Opinion

A dangerous deal

January 17, 2018

The Rohingya repatriation deal finalized between Bangladesh and Myanmar is no deal at all. This extremely dubious agreement follows preliminary talks in November between Dhaka and the government of Nobel Peace Laureate Aung San Suu Kyi.

It provides for the weekly return of 1,500 Rohingya so that all 650,000 of these victims of ethnic cleansing will have returned to Myanmar within two years. But there are large and extremely dangerous holes in the agreement which in fact offers no benefit whatsoever to the refugees.

The most worrying element is that nowhere in the document is the name “Rohingya” used. Moreover, they are referred to as “residents” not “citizens” of Myanmar, where they have lived for generations.

Furthermore, the Suu Kyi government plans to quarter the returning refugees in internment camps, some of which will probably be the same prisons into which part of the population was herded 18 months ago, “for its own protection”. There is no provision for the rebuilding of property destroyed by Buddhist thugs with the help of the security forces. One of the most absurd claims of Suu Kyi and her people is that the Rohingya burnt down their own homes. Not even Adolph Hitler had the gall to claim that Germany’s Jews destroyed their own synagogues, smashed their own windows and looted their own stores during the Nazi regime’s appalling Kristallnacht assaults on Jewish property in 1938.

It is hardly surprising that the first reaction from Rohingya Muslims sheltering in Bangladesh has been distinctly unenthusiastic. They may be living in challenging conditions in sprawling camps but at least they are safe and they are free.
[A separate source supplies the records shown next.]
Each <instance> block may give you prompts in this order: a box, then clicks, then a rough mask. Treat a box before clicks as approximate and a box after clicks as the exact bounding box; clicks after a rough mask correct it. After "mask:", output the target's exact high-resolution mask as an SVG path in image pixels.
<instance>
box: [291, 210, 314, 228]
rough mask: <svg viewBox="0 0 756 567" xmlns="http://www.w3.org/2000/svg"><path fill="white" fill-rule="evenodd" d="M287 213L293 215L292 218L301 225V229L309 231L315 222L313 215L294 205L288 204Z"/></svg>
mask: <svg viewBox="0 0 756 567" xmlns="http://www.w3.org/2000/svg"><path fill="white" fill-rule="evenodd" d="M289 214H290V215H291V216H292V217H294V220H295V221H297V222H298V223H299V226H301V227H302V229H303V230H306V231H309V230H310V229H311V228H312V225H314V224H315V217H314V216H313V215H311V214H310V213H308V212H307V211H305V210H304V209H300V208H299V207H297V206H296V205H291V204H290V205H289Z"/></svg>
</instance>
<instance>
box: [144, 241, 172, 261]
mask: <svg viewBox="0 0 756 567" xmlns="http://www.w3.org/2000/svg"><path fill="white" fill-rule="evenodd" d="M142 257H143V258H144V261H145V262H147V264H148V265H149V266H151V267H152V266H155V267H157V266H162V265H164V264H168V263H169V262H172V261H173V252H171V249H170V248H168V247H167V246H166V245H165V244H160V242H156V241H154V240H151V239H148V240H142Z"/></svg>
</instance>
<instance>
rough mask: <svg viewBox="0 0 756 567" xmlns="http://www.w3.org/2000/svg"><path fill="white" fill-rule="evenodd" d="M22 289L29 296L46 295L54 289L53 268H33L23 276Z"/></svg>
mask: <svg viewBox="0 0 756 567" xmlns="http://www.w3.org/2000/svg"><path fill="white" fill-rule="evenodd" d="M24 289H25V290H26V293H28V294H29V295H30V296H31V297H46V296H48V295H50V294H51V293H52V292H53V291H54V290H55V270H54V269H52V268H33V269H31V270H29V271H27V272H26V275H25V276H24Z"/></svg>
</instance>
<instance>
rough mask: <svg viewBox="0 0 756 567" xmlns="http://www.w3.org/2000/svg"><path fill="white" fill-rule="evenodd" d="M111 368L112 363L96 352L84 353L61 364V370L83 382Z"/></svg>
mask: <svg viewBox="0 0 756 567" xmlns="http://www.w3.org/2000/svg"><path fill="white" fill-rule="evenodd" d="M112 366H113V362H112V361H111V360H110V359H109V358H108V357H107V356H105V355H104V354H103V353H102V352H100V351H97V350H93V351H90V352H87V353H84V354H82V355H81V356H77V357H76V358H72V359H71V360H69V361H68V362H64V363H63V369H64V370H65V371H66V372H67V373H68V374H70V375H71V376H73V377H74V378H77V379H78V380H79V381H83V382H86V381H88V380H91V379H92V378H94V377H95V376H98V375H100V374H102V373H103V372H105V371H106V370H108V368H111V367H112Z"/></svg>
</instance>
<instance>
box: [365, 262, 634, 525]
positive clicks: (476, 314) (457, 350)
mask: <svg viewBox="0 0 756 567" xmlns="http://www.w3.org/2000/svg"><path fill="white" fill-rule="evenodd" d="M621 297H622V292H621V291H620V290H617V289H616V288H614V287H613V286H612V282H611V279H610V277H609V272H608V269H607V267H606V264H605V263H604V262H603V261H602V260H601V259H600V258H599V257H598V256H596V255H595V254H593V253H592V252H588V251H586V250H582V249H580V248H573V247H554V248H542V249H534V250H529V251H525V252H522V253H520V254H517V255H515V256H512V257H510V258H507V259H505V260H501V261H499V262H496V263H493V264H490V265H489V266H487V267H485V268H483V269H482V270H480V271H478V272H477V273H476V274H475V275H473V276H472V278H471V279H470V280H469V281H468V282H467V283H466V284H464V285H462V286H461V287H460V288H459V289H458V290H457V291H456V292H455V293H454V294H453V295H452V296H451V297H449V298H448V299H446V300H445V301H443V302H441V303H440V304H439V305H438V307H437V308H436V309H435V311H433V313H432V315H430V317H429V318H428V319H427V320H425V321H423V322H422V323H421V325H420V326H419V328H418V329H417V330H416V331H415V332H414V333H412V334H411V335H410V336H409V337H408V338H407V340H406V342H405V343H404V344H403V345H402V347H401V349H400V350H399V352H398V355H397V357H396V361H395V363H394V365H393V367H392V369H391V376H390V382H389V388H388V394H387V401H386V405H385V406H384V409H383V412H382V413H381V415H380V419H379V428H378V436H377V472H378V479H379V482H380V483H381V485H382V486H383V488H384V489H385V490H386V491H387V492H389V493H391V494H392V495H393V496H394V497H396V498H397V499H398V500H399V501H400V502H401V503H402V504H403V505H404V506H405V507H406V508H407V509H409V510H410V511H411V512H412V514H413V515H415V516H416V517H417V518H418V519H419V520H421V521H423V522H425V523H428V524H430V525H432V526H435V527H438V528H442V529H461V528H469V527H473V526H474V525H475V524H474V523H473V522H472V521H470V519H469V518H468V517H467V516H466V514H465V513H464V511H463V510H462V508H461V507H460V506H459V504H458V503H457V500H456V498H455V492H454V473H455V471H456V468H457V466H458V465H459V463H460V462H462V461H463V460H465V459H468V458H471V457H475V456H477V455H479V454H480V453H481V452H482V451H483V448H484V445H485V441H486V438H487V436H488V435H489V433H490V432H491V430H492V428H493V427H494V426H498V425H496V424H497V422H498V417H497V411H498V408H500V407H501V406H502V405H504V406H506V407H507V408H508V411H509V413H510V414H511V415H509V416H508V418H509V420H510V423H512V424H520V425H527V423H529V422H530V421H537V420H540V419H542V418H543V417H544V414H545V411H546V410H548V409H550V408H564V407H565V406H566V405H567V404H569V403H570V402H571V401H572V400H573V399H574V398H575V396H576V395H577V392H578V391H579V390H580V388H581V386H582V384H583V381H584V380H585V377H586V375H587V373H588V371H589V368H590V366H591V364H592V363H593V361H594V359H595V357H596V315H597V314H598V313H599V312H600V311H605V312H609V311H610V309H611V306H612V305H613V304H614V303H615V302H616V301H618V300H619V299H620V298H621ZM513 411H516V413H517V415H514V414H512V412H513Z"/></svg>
International aid charities can now reach them and there is a major effort to restore these often starved and traumatized refugees to better health. An outbreak of diphtheria is currently being tackled by dedicated medical teams from Bangladesh and abroad.

Such support was not available to the Rohingya when they were back home and is unlikely to be available if they do agree to return under the present conditions. Indeed, it can be expected that there will be a general refusal to return to Myanmar to what seems clear will be further persecution.

The Bangladeshi government of Sheikh Hasina has been placed in an extremely difficult position by the Rohingya influx. It wants them to return home to Rakhine province but has unwisely grasped the apparent rescue line tossed to it so cynically by Suu Kyi. Since the terms of the deal do absolutely nothing to address the core issues, including the entitlement of Rohingya Muslims to Myanmar citizenship, to live in peace with freedom of worship and enjoy full rights before the courts, it is more than likely there will be a mass refusal by the refugees to leave the, albeit squalid, safety of their present shelters.

At that point Suu Kyi and her people will be able to say that the Rohingya would rather stay in the country in which her regime claims falsely that they belong. Thus the Bangladeshi government will have actually defeated its own aims. And Suu Kyi and the Buddhist bigots whom she refuses to rein in will have pulled off a blatant and shameful exercise in ethnic cleansing. The international community must force the scrapping of this dangerous deal.